C’est pour cela qu’il est tentant de se faire des écrans, si transparents soient-ils.
Mais comme j’abattrais les miens, si vous veniez enfin.Henri Michaux, Face aux verrous (XII. L’Espace aux ombres)
En perpétuel chantier. S’impose à moi à date régulière le recommencement : tout à reprendre (tout à redire). Envie pourtant seulement de n’avoir qu’à prolonger.
Quatre jours à Paris et deux jours ici (il m’en manque un, toujours, que je perds quelque part, dans les métros, les trains, les lits.) : un soir au théâtre, un autre à me perdre aux Batignolles — mais aujourd’hui, impossible de transférer les photos, la ville n’a pas eu lieu.

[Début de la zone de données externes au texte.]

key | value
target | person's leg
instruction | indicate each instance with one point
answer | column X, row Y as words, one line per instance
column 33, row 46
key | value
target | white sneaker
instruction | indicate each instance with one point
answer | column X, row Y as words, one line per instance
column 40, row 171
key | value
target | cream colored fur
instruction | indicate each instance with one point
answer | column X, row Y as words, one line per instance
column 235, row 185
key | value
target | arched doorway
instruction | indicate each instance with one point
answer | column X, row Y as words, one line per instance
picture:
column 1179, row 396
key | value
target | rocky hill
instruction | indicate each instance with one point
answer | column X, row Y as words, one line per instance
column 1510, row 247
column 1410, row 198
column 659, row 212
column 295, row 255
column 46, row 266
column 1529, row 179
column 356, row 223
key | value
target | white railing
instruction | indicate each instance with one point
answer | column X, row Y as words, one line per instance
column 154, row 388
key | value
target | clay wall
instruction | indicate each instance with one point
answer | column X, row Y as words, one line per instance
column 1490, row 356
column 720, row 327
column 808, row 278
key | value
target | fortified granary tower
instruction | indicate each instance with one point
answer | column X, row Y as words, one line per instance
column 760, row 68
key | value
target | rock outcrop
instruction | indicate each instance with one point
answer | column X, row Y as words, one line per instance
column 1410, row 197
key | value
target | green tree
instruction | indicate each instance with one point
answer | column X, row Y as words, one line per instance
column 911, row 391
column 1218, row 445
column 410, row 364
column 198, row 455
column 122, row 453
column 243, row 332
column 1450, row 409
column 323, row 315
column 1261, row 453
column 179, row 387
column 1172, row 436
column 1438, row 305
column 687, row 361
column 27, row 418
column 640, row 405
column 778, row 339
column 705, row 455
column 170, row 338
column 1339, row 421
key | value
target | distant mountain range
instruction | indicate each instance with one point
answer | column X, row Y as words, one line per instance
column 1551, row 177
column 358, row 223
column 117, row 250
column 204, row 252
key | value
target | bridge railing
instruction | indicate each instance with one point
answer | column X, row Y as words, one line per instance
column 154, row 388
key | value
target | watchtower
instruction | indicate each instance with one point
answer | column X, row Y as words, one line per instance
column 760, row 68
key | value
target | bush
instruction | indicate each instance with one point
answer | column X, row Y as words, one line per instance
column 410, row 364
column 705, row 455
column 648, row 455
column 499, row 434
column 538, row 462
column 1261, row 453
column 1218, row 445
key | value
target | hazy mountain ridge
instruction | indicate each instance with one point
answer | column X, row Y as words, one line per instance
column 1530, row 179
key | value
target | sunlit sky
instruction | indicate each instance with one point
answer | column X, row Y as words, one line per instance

Pendant que j’étais à Paris, la ville ici s’est avancée : la route dont je surveille les travaux mord maintenant sur la rue qu’elle va relier. Je mesure chaque centimètre pris sur le vide (un square jadis) : corps qui gagne sur lui-même.
Je n’aime pas les allégories — j’ai cependant l’impression d’avoir trouvé là une image juste de cette vie que j’emmène entre deux trains, que je n’arrive pas à suivre, mais qui finit par produire des intersections, par rejoindre. (Belles rencontres cette semaine, des véritables).
En cette rentrée, on amorce des rituels (des heures qu’on inaugure, comme celles des levers le lundi pour prendre le bon tram, puis le train, la ligne 6, et rejoindre l’Université : n’en retirer que de la fatigue pourtant : la première répète toutes les autres qui vont former cette année) : quand je reviens, je sais que je trouverai la route en même place, mais plus loin ; un jour je marcherai pour traverser ; une nuit, m’allongerai de tout mon long sur elle.
C’est si dense, ici — de moins en moins envie de revenir sur moi : ces pages de journal ne font qu’imparfaitement inventer ma vie en retour, après coup — et je laisse le principal (les corps, les désirs) : je rêve seulement d’échanges qui se passeront de moi : nous parlions sans parler, affluant l’un vers l’autre. Des affluents, que des affluents, oui.
Tentant, alors, de se faire des écrans — mais pas des écrans de fumée : pas des écrans non plus comme ceux de nos ordinateurs (fatigué de plus en plus de ces clivages : envie seulement de dire : on écrit sur ce qu’on trouve devant soi ; si c’est des grottes, on creuse les grottes avec de la terre ; si c’est du papier, on le noircit pareil ; et si c’est de l’écran, les lignes se poursuivent : fatigué de se justifier.)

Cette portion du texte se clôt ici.